That was the way of things, in the armies of Karse. You rose by watching your
back, and (if the occasion arose) sticking careful knives into the backs of your less-
cautious fellows, and ensuring other enemies took the punishment. All the while, the
priests of the Sunlord, the ones who were truly in charge, watched and smiled and
dispensed favors and punishments with the same dispassionate aloofness displayed by
the One God. Karse was a hard land, and the Sunlord a hard God; the Sunpriests were
as hard as both.
But Alberich had given a good account of himself along the border, at the corner
where Karse met Menmellith and the witch-nation Valdemar, in the campaign against
the bandits there. Frankly, Herdahl and Klaus put together hadn’t been half as
effective or as energetic as he’d been. He’d earned his rank, he told himself once
again, as Silver stamped and shifted his weight beneath the strokes of Alberich’s
brush.
The spring sun burned down on his head, hotter than he expected without the
breeze to cool him, hot as Herdahl’s angry glare.
Demons take Herdahl. There was no reason to feel as if he’d cheated to get where
he was. He’d led more successful sorties against the bandits in his first year in the
field than the other two had achieved in their entire careers. He’d cleared more
territory than anyone of leftenant rank ever had in that space of time—and when
Captain Anberg had met with one too many arrows, the men had seemed perfectly
willing to follow him when the Voice chose him over the other two candidates.

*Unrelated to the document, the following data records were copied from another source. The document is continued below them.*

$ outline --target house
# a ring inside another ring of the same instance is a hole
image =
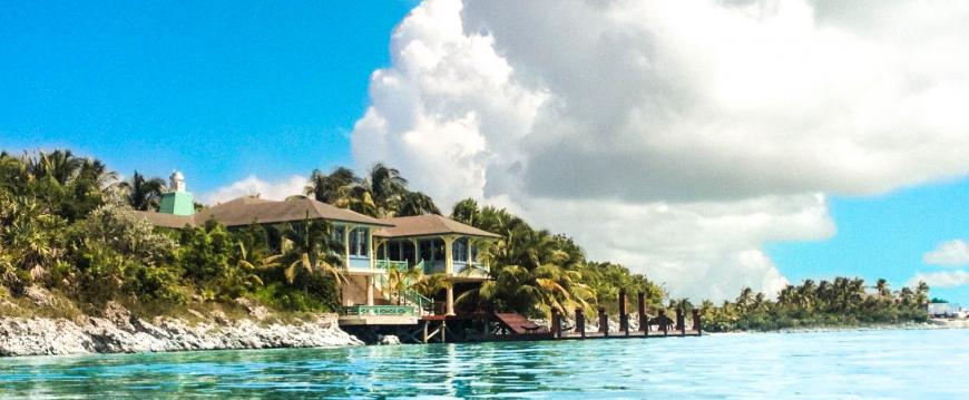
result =
[[[334,238],[343,243],[348,277],[341,287],[341,323],[415,323],[422,313],[453,315],[456,287],[487,280],[488,267],[479,260],[479,248],[499,237],[440,215],[374,218],[305,197],[270,201],[246,196],[196,213],[183,175],[173,173],[170,181],[173,191],[163,195],[159,212],[137,212],[155,226],[182,228],[214,219],[234,230],[254,223],[298,224],[306,218],[330,222]],[[444,274],[453,283],[444,290],[441,308],[433,308],[430,299],[414,292],[401,294],[404,304],[390,304],[384,290],[388,273],[412,266],[421,266],[427,274]]]

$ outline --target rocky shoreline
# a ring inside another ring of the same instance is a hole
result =
[[[364,344],[340,330],[335,314],[285,323],[198,316],[195,323],[169,316],[146,321],[121,308],[76,320],[0,316],[0,357]]]

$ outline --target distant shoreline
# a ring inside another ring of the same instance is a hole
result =
[[[748,333],[823,333],[823,332],[848,332],[848,331],[931,331],[947,329],[969,329],[965,326],[947,326],[932,322],[903,322],[903,323],[879,323],[879,324],[860,324],[860,325],[819,325],[819,326],[800,326],[785,328],[777,330],[748,330],[748,331],[730,331],[730,332],[708,332],[703,334],[720,335],[720,334],[748,334]]]

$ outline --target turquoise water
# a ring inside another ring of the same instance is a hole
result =
[[[0,359],[35,398],[969,398],[969,330]]]

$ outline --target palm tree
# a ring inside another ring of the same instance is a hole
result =
[[[394,216],[412,216],[437,214],[441,215],[441,211],[434,205],[434,201],[430,196],[420,192],[407,192],[400,196],[400,203],[397,206]]]
[[[737,309],[743,312],[747,312],[751,309],[751,303],[753,302],[753,300],[754,291],[750,287],[744,287],[734,303],[736,303]]]
[[[82,158],[70,150],[37,152],[36,157],[25,157],[27,169],[35,179],[50,179],[66,186],[80,170]]]
[[[478,226],[481,212],[478,209],[478,202],[473,198],[466,198],[457,204],[451,211],[451,219],[464,223],[471,226]]]
[[[333,226],[324,219],[306,218],[297,224],[286,224],[283,238],[292,246],[286,253],[288,266],[283,270],[286,282],[293,284],[296,276],[303,272],[307,275],[329,274],[337,286],[346,282],[343,263],[343,244],[332,236]],[[306,283],[303,283],[306,291]],[[342,291],[341,291],[342,295]]]
[[[884,279],[879,279],[878,282],[874,284],[874,289],[878,291],[879,297],[885,300],[892,299],[892,291],[888,285],[888,281],[885,281]]]
[[[486,305],[497,310],[548,316],[552,310],[559,313],[576,308],[591,311],[589,301],[595,293],[581,283],[578,271],[546,264],[534,270],[518,265],[505,266],[496,280],[462,294],[462,297],[466,296],[479,297]]]
[[[370,168],[370,176],[364,181],[364,185],[373,194],[373,201],[379,207],[393,208],[391,203],[407,192],[408,181],[397,168],[376,163]]]
[[[138,211],[157,209],[161,202],[161,194],[166,189],[164,179],[157,177],[146,179],[137,170],[131,176],[131,181],[121,182],[118,188],[131,208]]]
[[[313,196],[317,202],[335,205],[345,202],[346,195],[350,194],[348,188],[360,183],[356,174],[345,167],[337,167],[330,175],[323,174],[320,169],[313,169],[303,193]]]
[[[926,281],[919,281],[916,286],[916,303],[921,305],[929,302],[929,284]]]

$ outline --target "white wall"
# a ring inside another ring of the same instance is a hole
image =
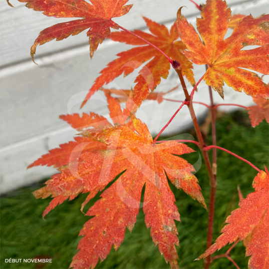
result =
[[[267,9],[267,0],[227,0],[234,14],[257,16]],[[48,150],[72,139],[75,131],[59,119],[59,115],[75,113],[99,72],[118,53],[131,46],[106,40],[99,46],[92,61],[85,32],[60,42],[52,41],[39,46],[35,65],[30,50],[39,32],[56,23],[68,19],[49,18],[34,12],[15,0],[13,9],[5,1],[0,7],[0,60],[1,71],[1,192],[38,181],[57,172],[54,169],[39,167],[26,169],[27,166]],[[168,27],[176,18],[177,9],[187,9],[184,14],[192,23],[198,11],[187,0],[129,0],[134,6],[127,15],[114,21],[129,30],[145,29],[141,15]],[[202,1],[197,1],[198,4]],[[204,67],[195,66],[196,81],[204,74]],[[157,88],[165,91],[178,83],[171,72]],[[115,80],[109,85],[130,89],[137,72],[125,78]],[[252,99],[244,93],[225,89],[225,102],[250,105]],[[183,100],[181,90],[167,97]],[[208,89],[202,82],[195,100],[208,103]],[[223,102],[214,93],[216,102]],[[145,102],[137,116],[146,122],[153,135],[165,124],[178,108],[176,103]],[[222,109],[232,110],[221,107]],[[199,117],[206,112],[204,107],[195,105]],[[108,111],[102,94],[96,94],[81,112],[95,111],[104,116]],[[154,116],[154,117],[153,117]],[[175,118],[165,134],[175,133],[191,126],[186,108]]]

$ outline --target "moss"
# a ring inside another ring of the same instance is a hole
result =
[[[224,147],[255,164],[260,169],[268,166],[268,126],[263,122],[252,128],[245,112],[225,115],[218,120],[217,144]],[[211,137],[208,137],[208,144]],[[195,145],[190,145],[197,152],[184,156],[191,163],[199,156]],[[226,217],[238,207],[237,185],[239,185],[244,197],[253,191],[251,183],[257,172],[247,164],[218,151],[218,186],[216,193],[214,239],[219,234]],[[208,180],[204,166],[196,174],[202,192],[208,204]],[[80,211],[87,194],[80,195],[71,201],[65,201],[46,217],[43,211],[49,200],[36,200],[31,192],[42,186],[39,183],[10,193],[1,199],[1,262],[4,268],[68,268],[76,252],[78,237],[83,224],[89,218]],[[202,268],[203,261],[194,261],[205,249],[207,212],[196,201],[170,184],[176,199],[181,222],[177,222],[180,247],[177,247],[180,268]],[[98,198],[92,201],[85,211]],[[228,249],[220,251],[224,253]],[[239,267],[247,267],[248,258],[244,257],[244,248],[240,242],[231,251],[231,257]],[[52,258],[52,263],[9,263],[6,258],[33,258],[41,256]],[[147,229],[142,209],[132,232],[127,230],[121,246],[116,252],[112,249],[107,259],[99,263],[98,268],[169,268],[158,247],[154,246]],[[227,259],[216,260],[212,268],[233,268]]]

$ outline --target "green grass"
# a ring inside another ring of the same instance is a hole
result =
[[[217,144],[225,147],[254,163],[260,169],[268,166],[268,126],[262,122],[255,128],[251,127],[245,112],[225,115],[217,122]],[[211,141],[208,138],[208,144]],[[198,159],[197,152],[183,155],[190,163]],[[210,154],[211,152],[210,152]],[[253,191],[251,183],[256,171],[248,164],[218,150],[217,191],[214,221],[214,239],[219,234],[226,217],[238,206],[237,186],[239,185],[244,197]],[[208,179],[204,165],[196,174],[202,192],[208,204]],[[43,211],[49,199],[36,199],[31,192],[41,183],[17,190],[1,198],[1,267],[2,268],[68,268],[76,252],[79,241],[78,235],[89,217],[80,211],[86,194],[79,195],[73,201],[66,201],[57,207],[46,217]],[[177,222],[180,247],[177,247],[180,268],[200,268],[203,261],[194,261],[205,249],[207,212],[196,201],[182,191],[170,184],[175,194],[181,222]],[[87,208],[92,205],[92,201]],[[87,209],[87,208],[86,208]],[[226,246],[218,253],[224,253]],[[240,242],[231,251],[231,257],[241,269],[247,268],[248,258],[244,257],[244,248]],[[49,257],[52,263],[5,262],[5,259],[33,258]],[[140,209],[132,234],[127,230],[124,240],[116,252],[112,249],[107,259],[99,262],[98,268],[169,268],[157,247],[152,243],[150,231],[146,228],[144,214]],[[234,268],[227,259],[215,260],[212,268]]]

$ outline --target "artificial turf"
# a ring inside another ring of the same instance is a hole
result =
[[[253,128],[245,111],[225,114],[216,123],[217,145],[225,147],[264,169],[268,166],[269,132],[264,121]],[[207,138],[210,144],[211,137]],[[189,144],[188,144],[189,145]],[[189,145],[197,152],[183,157],[191,163],[198,159],[197,147]],[[211,152],[210,152],[211,154]],[[237,186],[244,197],[253,191],[251,183],[257,171],[246,163],[218,150],[217,190],[215,204],[214,236],[215,239],[231,211],[238,207]],[[203,164],[195,175],[199,181],[202,194],[208,204],[209,185],[207,172]],[[76,252],[78,237],[83,224],[90,218],[80,211],[80,206],[87,194],[74,200],[66,201],[46,216],[42,212],[49,199],[35,198],[31,194],[41,187],[43,183],[25,187],[3,195],[1,201],[1,267],[2,268],[68,268],[72,256]],[[176,221],[180,247],[177,247],[179,267],[200,268],[203,261],[194,260],[205,249],[207,212],[196,201],[182,190],[170,184],[176,199],[181,215],[181,222]],[[96,197],[87,205],[87,209],[97,200]],[[143,197],[142,197],[143,198]],[[222,253],[227,246],[218,253]],[[241,242],[231,252],[231,257],[241,269],[247,268],[248,257],[244,257],[245,248]],[[9,263],[12,258],[52,259],[52,263]],[[111,250],[104,261],[99,262],[97,268],[134,269],[169,268],[158,247],[152,241],[150,230],[144,221],[140,208],[137,223],[131,234],[126,230],[124,240],[115,251]],[[211,268],[235,268],[225,258],[216,259]]]

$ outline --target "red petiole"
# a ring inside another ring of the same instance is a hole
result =
[[[127,33],[129,33],[129,34],[131,34],[131,35],[132,35],[133,36],[134,36],[135,37],[136,37],[137,38],[139,38],[139,39],[141,39],[141,40],[143,40],[144,42],[146,42],[148,44],[150,45],[150,46],[152,46],[153,48],[155,48],[157,51],[158,51],[159,52],[160,52],[162,54],[163,54],[166,58],[167,58],[168,60],[169,61],[169,63],[172,65],[173,64],[173,61],[171,60],[171,59],[166,55],[165,53],[164,53],[161,50],[159,49],[157,47],[156,47],[155,45],[153,45],[152,43],[151,43],[149,41],[148,41],[147,40],[146,40],[145,39],[143,39],[143,38],[141,38],[141,37],[139,37],[139,36],[138,36],[134,33],[133,33],[132,32],[128,30],[127,29],[126,29],[125,28],[124,28],[122,26],[120,26],[120,25],[118,26],[119,27],[119,28],[120,28],[121,29],[123,30],[123,31],[125,31],[125,32],[127,32]]]
[[[237,155],[235,153],[234,153],[233,152],[232,152],[231,151],[230,151],[229,150],[228,150],[227,149],[226,149],[224,148],[222,148],[218,146],[214,146],[214,145],[211,145],[211,146],[207,146],[204,147],[203,148],[203,150],[207,151],[207,150],[209,150],[209,149],[211,149],[211,148],[217,148],[218,149],[220,149],[221,150],[223,150],[223,151],[227,152],[228,153],[234,156],[234,157],[238,158],[240,160],[246,162],[246,163],[249,164],[250,166],[252,166],[254,169],[256,169],[258,172],[260,172],[260,170],[259,170],[257,167],[255,166],[255,165],[254,165],[254,164],[251,163],[250,162],[247,161],[245,159],[244,159],[243,158],[240,157],[239,156]]]

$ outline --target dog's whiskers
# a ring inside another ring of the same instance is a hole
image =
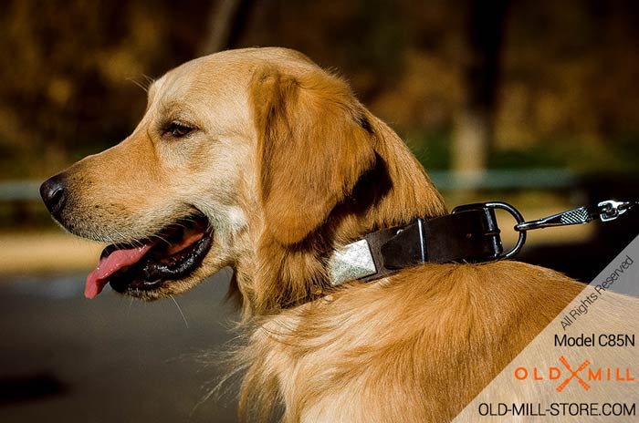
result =
[[[173,295],[171,295],[171,299],[173,300],[173,303],[175,304],[175,306],[177,307],[177,311],[180,312],[180,315],[182,316],[182,320],[184,321],[184,325],[186,325],[186,328],[189,328],[189,323],[186,321],[186,317],[184,316],[184,314],[182,312],[182,307],[180,307],[180,304],[177,304],[177,300]]]

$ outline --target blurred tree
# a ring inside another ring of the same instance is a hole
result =
[[[452,146],[456,171],[482,171],[493,147],[494,119],[500,74],[504,19],[508,0],[470,0],[464,60],[462,107]]]
[[[431,168],[450,162],[441,158],[453,129],[475,119],[484,123],[467,132],[484,134],[477,145],[494,139],[492,158],[519,150],[538,154],[536,164],[636,170],[636,2],[512,0],[500,31],[503,4],[7,0],[0,178],[44,177],[112,145],[144,109],[136,84],[204,52],[254,46],[297,48],[340,69],[373,112],[427,150]],[[485,149],[456,150],[456,166],[487,161]]]

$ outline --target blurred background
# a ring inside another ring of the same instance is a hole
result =
[[[349,79],[449,208],[528,219],[639,200],[639,6],[550,0],[6,0],[0,15],[0,420],[235,421],[204,400],[233,336],[228,274],[177,303],[82,298],[100,245],[39,183],[123,139],[150,78],[221,49],[296,48]],[[529,234],[520,260],[590,282],[637,214]],[[502,228],[510,222],[503,216]],[[506,242],[514,232],[505,231]]]

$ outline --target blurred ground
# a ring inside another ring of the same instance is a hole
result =
[[[226,370],[227,282],[205,281],[180,311],[109,288],[86,300],[84,273],[0,275],[0,421],[235,422],[233,395],[198,406]]]

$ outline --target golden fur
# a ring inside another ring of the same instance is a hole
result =
[[[162,129],[172,121],[196,130],[173,139]],[[237,355],[251,418],[451,419],[581,289],[516,262],[426,264],[331,289],[334,249],[446,210],[397,135],[290,50],[223,52],[172,70],[131,136],[64,179],[62,222],[92,239],[131,242],[194,209],[208,217],[203,265],[142,296],[233,267],[252,328]]]

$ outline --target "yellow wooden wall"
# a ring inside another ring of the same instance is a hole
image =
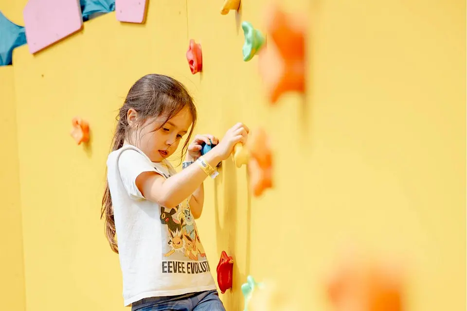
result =
[[[5,310],[25,310],[23,233],[13,68],[0,67],[0,299]]]
[[[124,309],[99,202],[117,110],[149,72],[192,91],[197,132],[241,121],[273,143],[275,188],[262,197],[249,198],[230,161],[206,182],[211,266],[222,250],[235,259],[228,311],[242,310],[248,274],[279,282],[296,310],[330,310],[323,275],[347,241],[407,259],[408,310],[465,310],[465,2],[280,1],[308,17],[308,91],[274,107],[221,2],[152,0],[145,25],[111,13],[35,56],[15,51],[27,311]],[[245,0],[241,19],[263,29],[268,3]],[[201,74],[186,63],[190,38]],[[75,115],[90,124],[89,148],[69,136]]]

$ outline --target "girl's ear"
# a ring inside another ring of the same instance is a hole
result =
[[[132,126],[136,121],[137,117],[138,117],[138,112],[136,110],[132,108],[128,109],[126,112],[126,121],[128,122],[128,125],[130,126]]]

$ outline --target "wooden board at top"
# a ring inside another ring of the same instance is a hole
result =
[[[29,0],[23,15],[29,52],[33,54],[83,27],[78,0]]]
[[[117,19],[128,23],[144,22],[148,0],[115,0]]]

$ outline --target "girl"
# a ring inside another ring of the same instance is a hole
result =
[[[120,108],[101,217],[132,311],[225,311],[194,219],[202,211],[204,179],[249,130],[238,123],[220,142],[197,135],[188,145],[196,120],[185,87],[161,75],[137,81]],[[166,159],[187,135],[188,154],[176,173]],[[201,144],[211,141],[217,145],[201,156]]]

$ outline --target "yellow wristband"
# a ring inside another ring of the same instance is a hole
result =
[[[198,158],[198,159],[196,160],[196,163],[198,164],[199,167],[204,171],[204,173],[208,176],[211,176],[214,173],[214,169],[209,163],[204,160],[204,158],[202,156]]]

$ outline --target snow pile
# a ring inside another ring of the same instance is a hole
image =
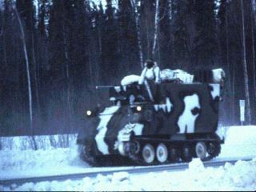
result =
[[[80,181],[26,183],[3,190],[254,190],[256,189],[256,158],[250,162],[226,163],[218,168],[206,168],[199,159],[194,159],[184,171],[129,174],[98,174],[95,178]]]
[[[66,147],[74,142],[77,134],[36,135],[34,138],[38,149],[46,150]],[[32,150],[33,143],[32,138],[29,136],[0,137],[1,150]]]
[[[220,129],[221,130],[221,129]],[[230,126],[225,134],[225,143],[218,158],[256,157],[256,126]]]
[[[0,150],[0,179],[81,172],[86,167],[74,141],[69,148]]]

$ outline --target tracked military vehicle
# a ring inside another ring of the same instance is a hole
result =
[[[77,139],[85,162],[97,165],[102,157],[114,155],[116,161],[120,157],[155,165],[218,155],[223,142],[215,133],[221,83],[172,79],[139,85],[136,76],[130,78],[126,86],[105,87],[111,105],[86,110]]]

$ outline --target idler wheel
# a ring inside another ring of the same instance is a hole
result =
[[[197,158],[199,158],[202,160],[204,160],[206,158],[207,154],[207,146],[205,142],[197,142],[197,144],[195,145],[195,154],[197,155]]]
[[[168,158],[168,150],[165,144],[160,143],[157,148],[157,159],[160,163],[164,163]]]
[[[182,146],[182,159],[183,162],[190,162],[192,160],[192,149],[187,144]]]
[[[178,147],[174,146],[170,146],[169,147],[169,159],[171,162],[178,162],[180,156],[180,150]]]
[[[142,158],[146,164],[153,163],[154,160],[154,149],[151,144],[146,144],[142,150]]]

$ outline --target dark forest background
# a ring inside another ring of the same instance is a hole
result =
[[[256,122],[255,0],[1,3],[1,136],[75,133],[86,109],[108,101],[95,86],[139,75],[149,58],[162,70],[223,68],[220,125],[240,124],[239,99]]]

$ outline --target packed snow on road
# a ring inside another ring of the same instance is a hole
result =
[[[80,181],[43,182],[18,186],[0,186],[1,190],[255,190],[256,189],[256,126],[222,127],[218,130],[225,137],[222,153],[213,159],[242,159],[234,165],[226,163],[218,168],[204,167],[194,158],[189,169],[177,172],[133,174],[119,172]],[[58,136],[55,136],[58,138]],[[69,137],[70,146],[53,148],[47,137],[42,149],[28,149],[23,137],[1,138],[0,179],[33,176],[58,175],[129,167],[90,167],[81,161],[76,150],[75,135]],[[38,138],[39,139],[39,138]],[[56,139],[57,140],[57,139]],[[28,142],[28,141],[26,141]],[[24,146],[25,147],[24,149]]]

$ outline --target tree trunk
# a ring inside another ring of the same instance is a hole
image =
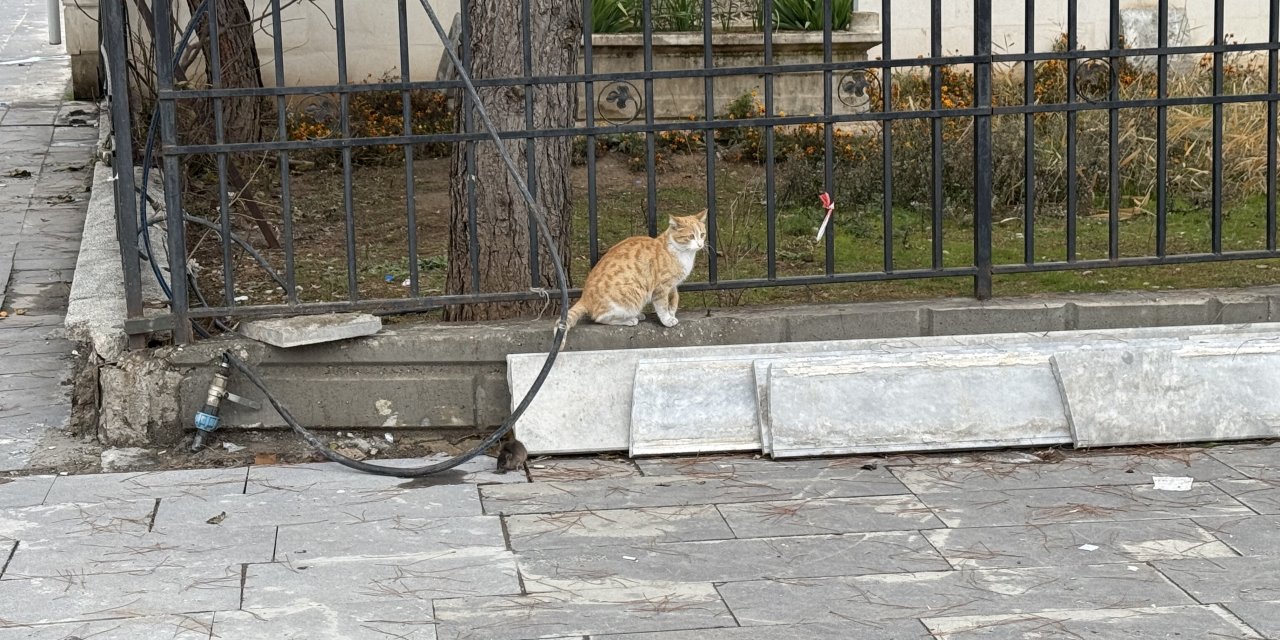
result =
[[[471,24],[471,77],[512,78],[524,76],[524,26],[520,4],[525,0],[472,0],[466,3]],[[581,45],[580,4],[576,0],[527,0],[530,3],[531,68],[534,76],[576,73]],[[532,87],[534,127],[538,129],[572,127],[577,113],[577,92],[572,84]],[[479,88],[489,116],[498,131],[525,129],[524,87]],[[463,104],[467,100],[462,100]],[[463,120],[458,116],[458,131]],[[484,132],[479,116],[472,131]],[[504,141],[516,160],[521,178],[527,177],[525,141]],[[516,182],[507,172],[493,142],[475,146],[475,216],[479,244],[476,268],[479,289],[471,282],[471,252],[467,239],[467,161],[466,145],[457,145],[451,164],[449,195],[449,273],[445,291],[458,293],[502,293],[529,291],[530,276],[529,212]],[[556,237],[556,247],[568,273],[570,184],[572,140],[538,138],[534,142],[535,196]],[[534,232],[536,233],[536,230]],[[539,242],[538,287],[554,289],[554,265],[545,241]],[[554,301],[553,301],[554,306]],[[536,314],[543,301],[461,305],[445,310],[448,320],[495,320]],[[548,308],[553,311],[553,308]]]
[[[261,64],[257,47],[253,44],[253,18],[244,0],[210,0],[218,12],[218,61],[223,87],[262,86]],[[192,12],[200,6],[200,0],[187,0]],[[210,12],[211,14],[212,12]],[[204,50],[205,74],[212,84],[212,47],[209,40],[209,19],[202,19],[198,27],[200,45]],[[260,97],[223,99],[223,134],[227,142],[259,142],[262,140],[262,100]],[[212,133],[212,123],[209,123]]]

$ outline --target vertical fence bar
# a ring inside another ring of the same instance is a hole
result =
[[[716,68],[712,56],[712,3],[703,3],[703,69]],[[703,116],[710,123],[716,119],[716,78],[703,77]],[[707,141],[707,282],[719,280],[719,264],[716,259],[719,250],[716,233],[716,131],[708,129]]]
[[[219,42],[218,3],[209,3],[209,78],[214,88],[223,87],[223,60]],[[214,99],[214,141],[227,142],[227,122],[223,118],[223,100]],[[236,306],[236,264],[232,257],[232,207],[227,192],[227,154],[218,154],[218,219],[223,241],[223,306]],[[173,275],[174,279],[178,274]]]
[[[142,317],[142,274],[138,266],[138,211],[133,180],[133,123],[129,114],[129,79],[125,74],[128,45],[124,36],[124,8],[106,3],[101,13],[102,44],[106,46],[108,88],[111,97],[111,132],[115,141],[115,225],[120,241],[120,268],[124,271],[124,312],[127,319]],[[145,196],[143,196],[145,197]],[[3,287],[3,285],[0,285]],[[131,338],[132,340],[132,338]],[[131,348],[142,344],[131,344]]]
[[[342,140],[351,140],[351,92],[347,91],[347,17],[344,0],[334,0],[334,27],[338,32],[338,84]],[[351,147],[342,147],[342,209],[347,214],[347,300],[360,300],[360,280],[356,274],[356,205],[351,196]]]
[[[1075,54],[1079,49],[1075,32],[1079,28],[1079,12],[1075,0],[1066,3],[1066,50]],[[1066,60],[1066,104],[1075,105],[1075,72],[1079,61],[1075,58]],[[1075,180],[1075,120],[1078,111],[1066,111],[1066,261],[1075,262],[1075,218],[1076,218],[1076,180]]]
[[[1156,58],[1156,99],[1169,97],[1169,0],[1157,5],[1160,55]],[[1169,108],[1156,108],[1156,256],[1165,257],[1169,237]]]
[[[173,6],[170,0],[156,0],[156,90],[173,91]],[[178,142],[177,104],[173,97],[160,99],[160,150],[164,154],[165,227],[169,234],[169,308],[173,315],[173,342],[191,342],[191,320],[187,315],[187,229],[182,219],[182,166],[172,150]],[[120,132],[116,132],[120,134]],[[124,133],[128,136],[128,133]],[[127,165],[133,168],[131,157]],[[116,168],[119,170],[119,168]],[[132,197],[132,195],[131,195]]]
[[[1110,72],[1110,99],[1112,106],[1107,109],[1107,169],[1110,173],[1110,186],[1107,188],[1107,259],[1115,261],[1120,257],[1120,109],[1115,102],[1120,100],[1120,0],[1111,0],[1110,6],[1110,46],[1107,56],[1107,70]]]
[[[1167,1],[1167,0],[1166,0]],[[1276,45],[1280,44],[1280,0],[1271,0],[1271,13],[1267,14],[1270,28],[1268,42],[1271,50],[1267,51],[1267,92],[1272,96],[1277,88],[1277,60]],[[1276,101],[1267,100],[1267,251],[1276,250]]]
[[[888,61],[893,59],[892,12],[881,12],[881,59]],[[886,65],[881,76],[884,78],[884,111],[890,113],[893,110],[893,68]],[[829,116],[831,113],[828,111],[827,115]],[[884,273],[891,273],[893,271],[893,120],[881,123],[881,136],[884,147],[881,156],[883,161],[881,173],[884,179],[884,200],[881,202],[881,244],[883,246]]]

It had been the policy of late to permit the brigands to flourish, provided they
confined their attentions to Valdemar and the Menmellith peasantry and left the
inhabitants of Karse unmolested. A stupid policy, in Alberich’s opinion; you couldn’t
trust bandits, that was the whole reason why they became bandits in the first place. If
they could be trusted, they’d be in the army themselves, or in the Temple Guard, or
even have turned mercenary. He’d seen the danger back when he was a youngster in
the Academy, in his first tactics classes. He’d even said as much to one of his
teachers—phrased as a question, of course, since cadets were not permitted to have
opinions. The question had been totally ignored. Perhaps because it wasn’t wise to so
much as hint that the decisions of the Sunpriests were anything other than divinely
inspired.
But, as Alberich had predicted, there had been trouble from the brigands once
they began to multiply; problems that escalated far, far past the point where their use
as an irritant to Valdemar was outweighed by their effect as a scourge on Karse. With
complete disregard for the unwritten agreements between them and Karse, they struck
everyone, and when they finally began attacking villages instead of just robbing
solitary travelers or going after single farms, the authorities deemed it time they were
disposed of.
Alberich had spent a good part of his young life in the Karsite military schools
and had just finished cavalry training as an officer when the troubles broke out. The
ultimate authority was in the hands of the Voices, of course. The highest anyone not
of the priesthood could expect to rise was to Commander. But officers were never
taken from the ranks; many of the rank-and-file were conscripts, and although it was
never openly stated, the Voices did not trust their continued loyalty if they were given
power.
Alberich, and many others like him, had been selected at the age of thirteen by a
Voice sent every year to search out young male children, strong of body and quick of
mind, to school into officers. And there was one other qualification—that at least half
of them be lowborn, so that they were appropriately grateful to the Voices for their
opportunity to rise in rank and station.
Alberich had all those qualities, developing expertise in many weapons with an
ease that was the envy of his classmates, picking up his lessons in academic subjects
with what seemed to be equal ease.
It wasn’t ease; it was the fact that Alberich studied long and hard, knowing that
there was no way for the bastard son of a tavern wench to advance in Karse except in
the army. There was no place for him to go, no way to get into a trade, no hope for
any but the most menial of jobs. The Voices didn’t care about a man’s parentage once
he was chosen as an officer, they cared only about his abilities and whether or not he
would use them in service to his God and country. It was a lonely life, though. His
mother had loved and cared for him to the best of her abilities, and he’d had friends
among the other children of similar circumstances. When he came to the Academy, he
had no friends, and his mother was not permitted to contact him, lest she “distract
him,” or “contaminate his purity of purpose.” Alberich had never seen her again, but
both of them had known this was the only way for him to live a better life than she
had. And there had been a half-promise—which he had no way of knowing was
kept—that if he did well at the Academy, his mother would be rewarded, perhaps
with a little house of her own, if she could manage to keep herself from further sin.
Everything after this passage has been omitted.